É possível ensinar o fazer artístico? Esse é o questionamento que surge quando ouve-se o termo "mentoria artística". Uma tendência que ganhou força durante a pandemia - principalmente por meio de coaches - marca presença de modo intenso no mercado literário como um serviço oferecido a quem quer dar início a carreira.

"A mentoria nada mais é do que uma aula particular. Esse termo se torna popular na rede social, justamente na leva da questão de coaches. Então, ela ganha esses contornos", explica Wilson Júnior, professor de escrita literária. "Uma aula que pode ser especificamente sobre discussão de temas, orientação de obra, de discussão de texto", exemplifica Wilson, que também é o fundador da Editora Escambau.

O escritor cearense Mateus Lins destaca que a finalidade de uma mentoria de arte é "repassar técnicas e conhecimentos adquiridos por um artista com vivências no mercado da arte". Ele, que também é professor universitário, assegura que a formação é focada em "ensinar caminhos possíveis para a produção da arte".
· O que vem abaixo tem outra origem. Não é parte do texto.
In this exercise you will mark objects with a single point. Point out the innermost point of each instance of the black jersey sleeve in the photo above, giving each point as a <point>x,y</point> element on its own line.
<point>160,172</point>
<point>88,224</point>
Wilson pontua, inclusive, que tratar a mentoria como algo desvinculado do ensino pode confundir a compreensão para quem esse serviço é ofertado. "Acho que o termo serve para cumprir uma função, que normalmente é mercadológica. Se você diz que é uma aula particular, ela se torna uma coisa mais banal e simples. Quando você chama de mentoria, e ganha esse contorno mais profissional, respeitoso, e aí você pode muitas vezes cobrar mais caro".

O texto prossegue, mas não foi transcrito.